11. Rural Communities.

    This proposed ordinance will hurt desert communities like economically depressed Newberry Springs.  Newberry homes are on rural parcels of a minimum of 5 acres and many structures utilized barn-style or similar lighting fixtures that are effective and desired for illumination safety.

    The widespread lighting fixtures are used throughout rural America because they are functional for rural living.

    The proposal will not have any noticeable difference to night sky viewing in sparsely populated places like Newberry Springs.  So why should rural residents be saddled in darkness with a flawed County ordinance?

    What Stephen Bardwell argues as unwanted glare is actually valuable surface light-spread which is considered a very important security asset by most rural residents.  Feeling secure on one's property is extremely important and well-lighted properties do deter crime.

    Feeling safe and secure on one's property is a basic that the proposal is Taking.  The County's confiscation of safety not only damages property values countywide but it also intentionally inflicts extreme mental and emotional distress over one's safety that the County may be held liable for.

    People should not be forced to live in darkness.

12. Shielded light vs. floodlight.

    The following two illustrations are undoctored screenshots taken from the County's recorded video on May 27, 2021, at the Planning Commission's workshop.  The video shows two proponents giving a light demonstration of the difference between a shielded light and that of a commonly used floodlight.

    While the demonstration is supposed to support the proponents' position, the demonstration highlights how dangerous it is to restrict visibility.

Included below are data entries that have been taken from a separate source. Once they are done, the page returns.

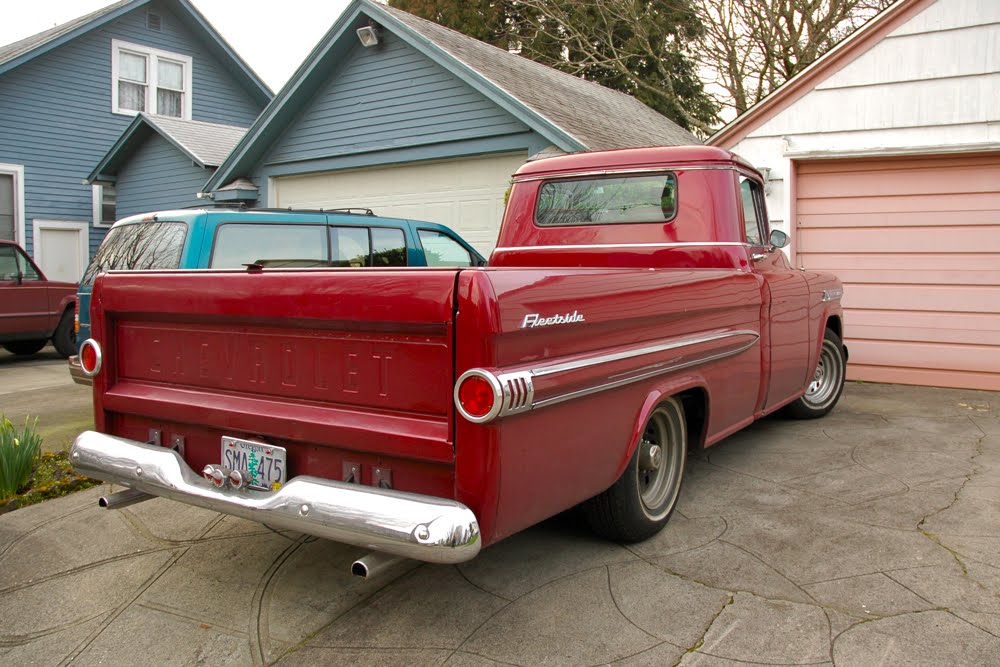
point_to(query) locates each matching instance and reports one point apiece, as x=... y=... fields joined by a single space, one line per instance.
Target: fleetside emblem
x=532 y=320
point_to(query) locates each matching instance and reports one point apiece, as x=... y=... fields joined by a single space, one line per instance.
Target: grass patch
x=52 y=477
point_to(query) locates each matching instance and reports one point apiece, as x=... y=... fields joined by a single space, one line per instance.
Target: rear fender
x=694 y=385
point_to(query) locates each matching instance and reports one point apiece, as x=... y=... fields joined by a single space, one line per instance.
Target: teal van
x=221 y=238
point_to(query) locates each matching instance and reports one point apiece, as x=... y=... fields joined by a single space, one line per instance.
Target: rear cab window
x=615 y=199
x=274 y=245
x=140 y=246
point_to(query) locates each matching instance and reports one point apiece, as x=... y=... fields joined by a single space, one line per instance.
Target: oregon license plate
x=262 y=465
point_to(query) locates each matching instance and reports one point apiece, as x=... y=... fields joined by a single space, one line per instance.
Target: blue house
x=68 y=94
x=411 y=119
x=161 y=163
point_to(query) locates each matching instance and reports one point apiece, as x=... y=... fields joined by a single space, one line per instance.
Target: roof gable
x=205 y=144
x=25 y=50
x=571 y=113
x=858 y=43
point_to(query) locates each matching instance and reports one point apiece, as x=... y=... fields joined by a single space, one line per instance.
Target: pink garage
x=883 y=162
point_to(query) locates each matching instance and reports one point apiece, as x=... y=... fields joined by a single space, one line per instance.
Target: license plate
x=262 y=465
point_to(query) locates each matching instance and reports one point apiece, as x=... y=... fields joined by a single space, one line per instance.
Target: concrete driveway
x=869 y=537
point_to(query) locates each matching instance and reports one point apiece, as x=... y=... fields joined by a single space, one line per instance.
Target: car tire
x=827 y=383
x=640 y=503
x=64 y=339
x=24 y=347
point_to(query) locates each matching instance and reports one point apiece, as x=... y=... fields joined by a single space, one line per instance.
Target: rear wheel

Video narrative: "This is an example of what is being asked of...
to be accepted by the Planning Commission.
This is an example of shielded light."


Video narrative: "This is a prime example of what
most people are using today." (floodlight)

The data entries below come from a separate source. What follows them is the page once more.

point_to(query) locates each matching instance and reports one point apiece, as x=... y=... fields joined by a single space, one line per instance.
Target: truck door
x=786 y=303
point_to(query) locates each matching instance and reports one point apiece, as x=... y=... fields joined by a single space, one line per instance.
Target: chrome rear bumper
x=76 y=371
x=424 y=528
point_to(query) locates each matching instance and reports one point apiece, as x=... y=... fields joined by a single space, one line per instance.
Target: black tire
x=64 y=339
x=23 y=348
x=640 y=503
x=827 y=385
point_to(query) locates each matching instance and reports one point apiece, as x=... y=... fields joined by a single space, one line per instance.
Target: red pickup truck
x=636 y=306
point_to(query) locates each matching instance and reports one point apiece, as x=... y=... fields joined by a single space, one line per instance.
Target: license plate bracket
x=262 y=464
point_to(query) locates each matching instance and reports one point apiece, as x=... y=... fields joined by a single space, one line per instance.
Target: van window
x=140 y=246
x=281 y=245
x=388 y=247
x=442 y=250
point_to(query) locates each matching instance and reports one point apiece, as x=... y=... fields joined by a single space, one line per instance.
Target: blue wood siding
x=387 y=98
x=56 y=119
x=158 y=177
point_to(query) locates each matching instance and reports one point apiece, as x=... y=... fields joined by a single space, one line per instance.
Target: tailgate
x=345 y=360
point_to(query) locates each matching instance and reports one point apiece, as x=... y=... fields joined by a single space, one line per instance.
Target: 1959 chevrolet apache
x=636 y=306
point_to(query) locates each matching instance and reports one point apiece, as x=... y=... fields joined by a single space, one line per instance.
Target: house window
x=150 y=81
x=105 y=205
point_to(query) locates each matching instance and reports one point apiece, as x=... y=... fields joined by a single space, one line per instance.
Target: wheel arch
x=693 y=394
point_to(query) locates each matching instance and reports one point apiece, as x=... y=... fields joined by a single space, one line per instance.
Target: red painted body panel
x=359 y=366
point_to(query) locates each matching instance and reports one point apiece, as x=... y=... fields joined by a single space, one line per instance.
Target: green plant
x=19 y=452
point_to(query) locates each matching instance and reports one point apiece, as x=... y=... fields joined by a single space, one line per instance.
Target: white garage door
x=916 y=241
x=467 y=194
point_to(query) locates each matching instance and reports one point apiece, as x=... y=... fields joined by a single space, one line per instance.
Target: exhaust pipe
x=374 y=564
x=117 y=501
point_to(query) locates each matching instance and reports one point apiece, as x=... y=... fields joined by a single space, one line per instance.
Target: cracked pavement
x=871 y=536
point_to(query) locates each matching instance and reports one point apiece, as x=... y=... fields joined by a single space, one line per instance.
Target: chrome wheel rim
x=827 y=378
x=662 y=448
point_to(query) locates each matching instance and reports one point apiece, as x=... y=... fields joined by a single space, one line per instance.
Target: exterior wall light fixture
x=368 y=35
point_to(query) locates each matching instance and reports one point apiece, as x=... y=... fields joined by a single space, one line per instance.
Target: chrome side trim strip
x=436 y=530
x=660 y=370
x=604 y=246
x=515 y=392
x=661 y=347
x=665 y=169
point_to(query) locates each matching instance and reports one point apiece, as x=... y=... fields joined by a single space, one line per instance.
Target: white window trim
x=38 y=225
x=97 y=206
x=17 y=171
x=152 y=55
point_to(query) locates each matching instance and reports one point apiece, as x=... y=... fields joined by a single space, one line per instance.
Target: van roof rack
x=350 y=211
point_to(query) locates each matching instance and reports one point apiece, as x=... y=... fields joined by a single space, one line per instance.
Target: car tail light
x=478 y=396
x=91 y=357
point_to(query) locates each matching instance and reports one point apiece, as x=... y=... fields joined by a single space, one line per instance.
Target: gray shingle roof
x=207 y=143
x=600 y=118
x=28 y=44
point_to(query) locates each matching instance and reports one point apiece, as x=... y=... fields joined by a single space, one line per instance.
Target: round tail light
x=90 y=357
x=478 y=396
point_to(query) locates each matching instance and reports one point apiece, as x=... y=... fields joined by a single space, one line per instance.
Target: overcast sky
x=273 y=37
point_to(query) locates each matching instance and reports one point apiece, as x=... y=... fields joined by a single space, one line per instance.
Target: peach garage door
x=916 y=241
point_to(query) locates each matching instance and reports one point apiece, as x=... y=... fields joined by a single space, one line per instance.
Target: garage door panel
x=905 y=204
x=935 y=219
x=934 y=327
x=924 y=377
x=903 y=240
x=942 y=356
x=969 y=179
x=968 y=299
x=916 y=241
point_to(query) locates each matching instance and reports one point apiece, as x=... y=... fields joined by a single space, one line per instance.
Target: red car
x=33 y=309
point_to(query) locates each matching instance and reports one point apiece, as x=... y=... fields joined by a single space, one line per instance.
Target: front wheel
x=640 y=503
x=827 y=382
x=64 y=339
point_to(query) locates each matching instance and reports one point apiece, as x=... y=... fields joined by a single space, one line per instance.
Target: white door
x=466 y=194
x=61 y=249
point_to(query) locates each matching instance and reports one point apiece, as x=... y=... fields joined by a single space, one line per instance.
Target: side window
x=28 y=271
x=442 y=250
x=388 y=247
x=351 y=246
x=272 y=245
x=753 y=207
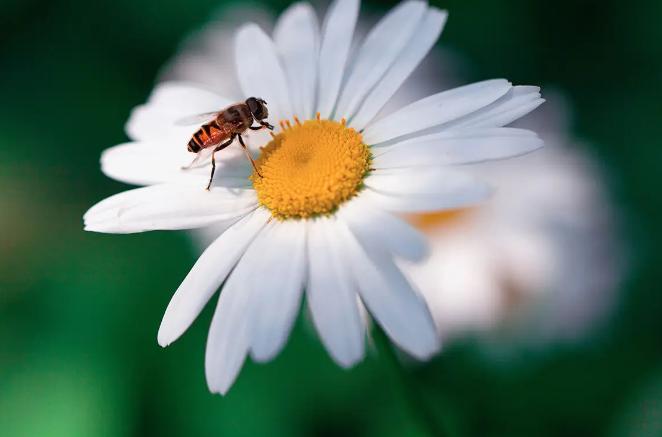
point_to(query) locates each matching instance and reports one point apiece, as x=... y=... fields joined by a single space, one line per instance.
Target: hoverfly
x=220 y=129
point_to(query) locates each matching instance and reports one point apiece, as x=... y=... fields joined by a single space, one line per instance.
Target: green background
x=79 y=311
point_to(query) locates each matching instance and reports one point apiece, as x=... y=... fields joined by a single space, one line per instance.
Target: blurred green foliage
x=79 y=312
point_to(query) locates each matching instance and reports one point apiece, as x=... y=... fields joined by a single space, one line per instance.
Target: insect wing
x=196 y=119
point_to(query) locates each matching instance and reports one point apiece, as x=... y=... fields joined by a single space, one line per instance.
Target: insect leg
x=213 y=159
x=248 y=155
x=194 y=163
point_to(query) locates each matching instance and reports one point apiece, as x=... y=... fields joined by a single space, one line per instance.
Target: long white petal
x=331 y=295
x=169 y=102
x=516 y=103
x=378 y=53
x=297 y=37
x=168 y=207
x=230 y=330
x=435 y=110
x=420 y=189
x=260 y=72
x=279 y=284
x=409 y=58
x=206 y=276
x=458 y=147
x=151 y=163
x=389 y=297
x=336 y=42
x=402 y=239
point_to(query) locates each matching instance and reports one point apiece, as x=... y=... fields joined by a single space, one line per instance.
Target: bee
x=220 y=129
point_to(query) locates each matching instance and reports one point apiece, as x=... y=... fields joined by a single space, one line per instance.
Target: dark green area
x=79 y=312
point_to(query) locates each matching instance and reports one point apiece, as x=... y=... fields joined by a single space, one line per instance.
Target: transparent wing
x=197 y=118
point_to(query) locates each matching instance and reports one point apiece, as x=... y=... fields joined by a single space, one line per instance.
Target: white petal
x=378 y=53
x=331 y=295
x=230 y=330
x=516 y=103
x=390 y=299
x=421 y=189
x=297 y=37
x=435 y=110
x=169 y=102
x=337 y=33
x=206 y=276
x=145 y=164
x=279 y=284
x=409 y=58
x=458 y=147
x=260 y=72
x=151 y=163
x=384 y=229
x=168 y=207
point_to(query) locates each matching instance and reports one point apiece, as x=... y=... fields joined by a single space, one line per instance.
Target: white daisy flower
x=539 y=261
x=320 y=216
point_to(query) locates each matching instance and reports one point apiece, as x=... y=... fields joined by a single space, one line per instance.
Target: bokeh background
x=79 y=311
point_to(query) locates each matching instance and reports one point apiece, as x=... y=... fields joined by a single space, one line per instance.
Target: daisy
x=538 y=261
x=320 y=218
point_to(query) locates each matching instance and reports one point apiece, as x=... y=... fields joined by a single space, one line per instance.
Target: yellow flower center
x=310 y=169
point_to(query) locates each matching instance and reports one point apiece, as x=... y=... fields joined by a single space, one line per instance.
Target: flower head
x=319 y=215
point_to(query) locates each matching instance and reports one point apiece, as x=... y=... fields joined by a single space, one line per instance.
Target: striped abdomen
x=210 y=134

    While shielded light might have an ambient benefit in a heavily populated urban setting where neighbors live a few feet apart, other than for accent lighting, shielded light offers little benefit in rural areas where homes are on 5 to 100-plus acre parcels.

    Note: In the shielded light illustration above, two people sitting only a few feet from the shielded light are not visible.

    The narration is correct.  Floodlights in rural areas are what "most people are using today."  There is a strong common-sense reason for it.  Floodlights provide the desired illumination.  It is not for Bardwell to tell people that they can not illuminate for safety.

13. County is creating liabilities.

    By forbidding residences and businesses from safely lighting their properties, and by promoting motion sensors that suddenly flash on bright lights that temporarily blind the eyes, the County is mandating requirements that will lead to personal injuries.

    The proposed ordinance will attract litigation to the deep-pocket County that will be legitimately culpable for many nighttime injuries.

    As a single paraplegic claim can run into many millions of dollars, the County's wide-open liability exposure from this proposed ordinance will be substantial.

14. Conclusion.

    This proposed ordinance upgrade has been an open festering cyst that has been oozing pus from the County's Land Use Services Department since early 2020.

    The proposal will only regulate the unincorporated areas of the county and will not include the populated cities where the skyglow principally originates.

    Shielded light and an 11 P.M. curfew also discriminates against the elderly and others who have an eyesight handicap.

    The supporters of the proposal should be addressing their issue by voluntary compliance.  This is a divisive issue that the County should not become involved.

    The responsibility of the chaos stops at the Supervisors' door but others may also be held culpable.  Remember all the players.  They may not have sovereign immunity from Constitutional violations (Stripping Doctrine).

•  end  •

    This blog is a follow-up to the earlier February 16, 2021, news blog warning of the Planning Commission's actions.